Expert Commentary: Mechanistic Insights and Clinical Implications
The findings from the Hamburg City Health Study provide a compelling argument for the “heart-brain axis.” The differential associations observed—where natriuretic peptides relate to neurodegeneration and troponins relate to vascular damage—suggest multiple pathways of injury. One potential mechanism is chronic cerebral hypoperfusion; subclinical cardiac dysfunction may lead to subtle reductions in cardiac output or blood pressure variability, depriving the metabolically demanding cerebral cortex of adequate oxygenation, leading to thinning. Another pathway involves shared microvascular pathology, where systemic inflammation or endothelial dysfunction affects both coronary and cerebral microvessels simultaneously.
Strengths and Limitations
The study’s primary strength lies in its large sample size and the use of sophisticated MRI metrics like PSMD and network analysis, which offer a more nuanced view than simple volume measurements. However, being a cross-sectional analysis, the study cannot definitively establish causality. It remains possible that common systemic factors drive both cardiac and cerebral deterioration in parallel. Additionally, while the population-based nature of the study is a strength, the results may predominantly reflect a relatively healthy subclinical cohort rather than patients with advanced clinical heart failure.

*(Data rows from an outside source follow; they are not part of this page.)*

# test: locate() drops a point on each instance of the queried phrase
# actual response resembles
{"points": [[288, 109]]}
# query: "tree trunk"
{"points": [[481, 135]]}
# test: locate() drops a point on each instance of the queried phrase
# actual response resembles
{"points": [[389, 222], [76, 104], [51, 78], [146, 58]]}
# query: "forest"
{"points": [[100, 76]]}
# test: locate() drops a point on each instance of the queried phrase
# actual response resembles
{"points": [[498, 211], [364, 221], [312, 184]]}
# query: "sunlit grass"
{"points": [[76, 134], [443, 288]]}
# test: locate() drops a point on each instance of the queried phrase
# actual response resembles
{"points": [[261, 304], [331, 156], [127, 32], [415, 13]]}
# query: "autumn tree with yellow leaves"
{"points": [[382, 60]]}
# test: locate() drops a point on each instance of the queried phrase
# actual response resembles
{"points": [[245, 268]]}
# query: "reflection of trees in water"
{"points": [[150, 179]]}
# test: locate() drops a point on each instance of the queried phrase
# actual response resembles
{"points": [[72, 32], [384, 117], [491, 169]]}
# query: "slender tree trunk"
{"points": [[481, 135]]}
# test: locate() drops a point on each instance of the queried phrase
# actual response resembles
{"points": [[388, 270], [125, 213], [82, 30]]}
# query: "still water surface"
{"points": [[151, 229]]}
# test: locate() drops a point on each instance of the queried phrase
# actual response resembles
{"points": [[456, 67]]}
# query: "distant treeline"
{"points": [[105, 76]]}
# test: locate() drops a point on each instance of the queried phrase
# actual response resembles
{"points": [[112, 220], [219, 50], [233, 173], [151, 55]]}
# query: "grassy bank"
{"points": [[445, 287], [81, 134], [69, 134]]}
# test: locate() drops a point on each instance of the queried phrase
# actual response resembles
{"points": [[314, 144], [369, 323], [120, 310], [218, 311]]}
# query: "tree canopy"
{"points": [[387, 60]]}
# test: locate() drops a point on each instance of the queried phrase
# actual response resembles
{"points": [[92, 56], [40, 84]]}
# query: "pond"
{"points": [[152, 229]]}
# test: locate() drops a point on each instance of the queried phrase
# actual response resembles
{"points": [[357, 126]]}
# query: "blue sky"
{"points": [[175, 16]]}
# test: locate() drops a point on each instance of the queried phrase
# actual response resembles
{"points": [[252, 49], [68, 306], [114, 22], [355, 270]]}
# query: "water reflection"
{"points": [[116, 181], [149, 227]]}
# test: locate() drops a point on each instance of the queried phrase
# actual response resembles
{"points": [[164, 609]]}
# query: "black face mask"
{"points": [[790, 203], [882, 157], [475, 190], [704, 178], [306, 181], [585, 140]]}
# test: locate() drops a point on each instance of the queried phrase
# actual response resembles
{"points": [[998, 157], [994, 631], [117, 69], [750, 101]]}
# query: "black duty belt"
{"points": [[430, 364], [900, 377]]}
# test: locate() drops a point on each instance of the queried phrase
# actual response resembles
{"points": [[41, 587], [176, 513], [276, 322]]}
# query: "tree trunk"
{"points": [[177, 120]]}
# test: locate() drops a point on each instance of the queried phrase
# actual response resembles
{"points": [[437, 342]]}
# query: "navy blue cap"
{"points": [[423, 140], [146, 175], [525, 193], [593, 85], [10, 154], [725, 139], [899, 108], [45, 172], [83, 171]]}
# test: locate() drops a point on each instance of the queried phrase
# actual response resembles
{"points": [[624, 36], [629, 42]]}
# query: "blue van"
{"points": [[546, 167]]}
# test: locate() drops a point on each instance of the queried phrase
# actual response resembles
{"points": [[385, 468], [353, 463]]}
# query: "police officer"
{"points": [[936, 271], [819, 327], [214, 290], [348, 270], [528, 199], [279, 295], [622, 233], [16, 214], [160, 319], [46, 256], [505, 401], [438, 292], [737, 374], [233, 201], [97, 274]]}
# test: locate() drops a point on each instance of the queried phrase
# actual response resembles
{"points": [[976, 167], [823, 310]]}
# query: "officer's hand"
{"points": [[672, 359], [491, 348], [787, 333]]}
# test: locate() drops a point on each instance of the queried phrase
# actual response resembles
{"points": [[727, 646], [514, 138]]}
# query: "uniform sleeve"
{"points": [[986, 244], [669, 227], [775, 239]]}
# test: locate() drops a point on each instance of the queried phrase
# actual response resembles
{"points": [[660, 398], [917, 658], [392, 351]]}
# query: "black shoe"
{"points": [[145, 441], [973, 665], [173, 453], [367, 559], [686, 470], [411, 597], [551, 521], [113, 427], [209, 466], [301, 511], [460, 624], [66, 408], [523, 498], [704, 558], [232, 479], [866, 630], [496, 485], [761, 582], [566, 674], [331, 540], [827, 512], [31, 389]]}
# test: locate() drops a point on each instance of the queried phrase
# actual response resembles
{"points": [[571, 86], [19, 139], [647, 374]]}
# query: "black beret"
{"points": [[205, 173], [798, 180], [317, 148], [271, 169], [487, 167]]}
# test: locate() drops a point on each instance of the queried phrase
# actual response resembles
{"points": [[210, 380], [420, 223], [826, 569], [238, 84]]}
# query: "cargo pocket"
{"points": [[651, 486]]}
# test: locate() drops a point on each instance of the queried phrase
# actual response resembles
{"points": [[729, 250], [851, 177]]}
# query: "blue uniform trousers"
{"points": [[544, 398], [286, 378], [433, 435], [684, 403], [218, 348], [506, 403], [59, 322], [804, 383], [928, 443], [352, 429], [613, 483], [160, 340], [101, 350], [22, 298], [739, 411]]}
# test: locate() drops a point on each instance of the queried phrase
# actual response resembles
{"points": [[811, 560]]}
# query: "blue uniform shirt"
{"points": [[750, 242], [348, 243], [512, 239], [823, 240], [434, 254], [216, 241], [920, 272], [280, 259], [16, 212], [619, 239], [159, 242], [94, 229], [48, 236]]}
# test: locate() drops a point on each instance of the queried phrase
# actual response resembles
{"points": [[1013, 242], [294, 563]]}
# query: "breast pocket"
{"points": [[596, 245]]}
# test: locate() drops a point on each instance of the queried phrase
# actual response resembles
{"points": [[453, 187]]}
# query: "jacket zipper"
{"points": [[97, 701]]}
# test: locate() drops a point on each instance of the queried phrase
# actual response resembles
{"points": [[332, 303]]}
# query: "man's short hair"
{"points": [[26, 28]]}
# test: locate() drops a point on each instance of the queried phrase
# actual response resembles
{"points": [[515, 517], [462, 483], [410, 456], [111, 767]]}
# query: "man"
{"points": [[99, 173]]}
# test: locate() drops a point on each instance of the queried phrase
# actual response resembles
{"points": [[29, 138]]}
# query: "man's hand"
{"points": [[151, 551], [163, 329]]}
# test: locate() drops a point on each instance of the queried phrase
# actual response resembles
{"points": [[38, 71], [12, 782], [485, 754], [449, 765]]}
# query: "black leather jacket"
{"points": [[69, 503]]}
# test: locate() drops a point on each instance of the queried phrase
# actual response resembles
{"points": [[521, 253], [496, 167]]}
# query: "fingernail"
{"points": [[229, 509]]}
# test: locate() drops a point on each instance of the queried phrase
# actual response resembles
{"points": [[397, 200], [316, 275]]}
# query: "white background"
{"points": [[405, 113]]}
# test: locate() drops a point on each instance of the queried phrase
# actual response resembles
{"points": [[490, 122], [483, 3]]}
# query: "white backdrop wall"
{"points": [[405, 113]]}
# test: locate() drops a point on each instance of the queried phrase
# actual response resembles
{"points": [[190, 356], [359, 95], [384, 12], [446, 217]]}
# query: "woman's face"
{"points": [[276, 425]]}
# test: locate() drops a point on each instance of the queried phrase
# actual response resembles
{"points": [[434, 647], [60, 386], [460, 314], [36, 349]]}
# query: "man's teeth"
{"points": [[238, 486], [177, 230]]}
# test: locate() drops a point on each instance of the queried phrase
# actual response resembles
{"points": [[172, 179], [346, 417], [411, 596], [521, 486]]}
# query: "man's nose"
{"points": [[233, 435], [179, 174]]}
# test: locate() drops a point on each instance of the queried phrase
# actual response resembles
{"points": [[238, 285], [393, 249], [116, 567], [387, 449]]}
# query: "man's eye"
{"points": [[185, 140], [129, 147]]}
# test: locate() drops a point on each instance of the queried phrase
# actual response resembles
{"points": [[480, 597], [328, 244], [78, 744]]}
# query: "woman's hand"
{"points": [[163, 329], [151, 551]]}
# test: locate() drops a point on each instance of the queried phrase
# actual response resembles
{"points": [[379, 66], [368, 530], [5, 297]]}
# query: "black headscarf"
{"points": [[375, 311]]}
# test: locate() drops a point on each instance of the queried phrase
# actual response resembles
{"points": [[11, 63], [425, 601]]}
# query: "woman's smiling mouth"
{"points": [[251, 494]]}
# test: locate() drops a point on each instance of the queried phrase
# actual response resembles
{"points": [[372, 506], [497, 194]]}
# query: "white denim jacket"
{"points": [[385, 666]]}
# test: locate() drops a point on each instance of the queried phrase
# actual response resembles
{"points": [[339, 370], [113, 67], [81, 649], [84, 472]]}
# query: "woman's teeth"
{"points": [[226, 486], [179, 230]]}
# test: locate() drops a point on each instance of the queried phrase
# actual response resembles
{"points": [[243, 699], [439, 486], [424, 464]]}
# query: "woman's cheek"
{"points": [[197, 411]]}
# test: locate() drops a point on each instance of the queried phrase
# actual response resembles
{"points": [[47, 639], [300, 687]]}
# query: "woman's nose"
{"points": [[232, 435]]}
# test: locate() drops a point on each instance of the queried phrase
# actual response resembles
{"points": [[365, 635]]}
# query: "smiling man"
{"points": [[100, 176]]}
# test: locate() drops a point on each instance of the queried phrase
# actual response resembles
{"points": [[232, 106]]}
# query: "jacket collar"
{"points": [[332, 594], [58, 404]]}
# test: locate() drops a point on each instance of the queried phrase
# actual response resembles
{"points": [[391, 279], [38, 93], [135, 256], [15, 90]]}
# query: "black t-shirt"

Conclusions and Future Directions
The research concludes that blood-based cardiac biomarkers, especially NT-proBNP, represent a low-invasive and widely available method to identify individuals at higher risk for structural brain damage and cognitive decline. In a clinical setting, an elevated NT-proBNP in a patient without overt heart failure might serve as a “red flag” for underlying cerebral small vessel disease or incipient neurodegeneration.
Future longitudinal studies are essential to determine if aggressive management of subclinical cardiac stress—perhaps through more stringent blood pressure control or the use of cardioprotective medications—can slow the progression of structural brain changes and preserve cognitive function. For now, clinicians should view these cardiac biomarkers not just as indicators of heart health, but as windows into the aging brain.
Funding and Clinical Trial Information
The Hamburg City Health Study is supported by various grants and institutional funding. The study is registered at ClinicalTrials.gov with the number NCT03934957.
References
Jensen M, Vettorazzi E, Weber P, et al. Association of Cardiac Biomarkers With Structural Brain Changes and Cognitive Impairment: Results From the Hamburg City Health Study. Neurology. 2025 Aug 12;105(3):e213865. doi: 10.1212/WNL.0000000000213865.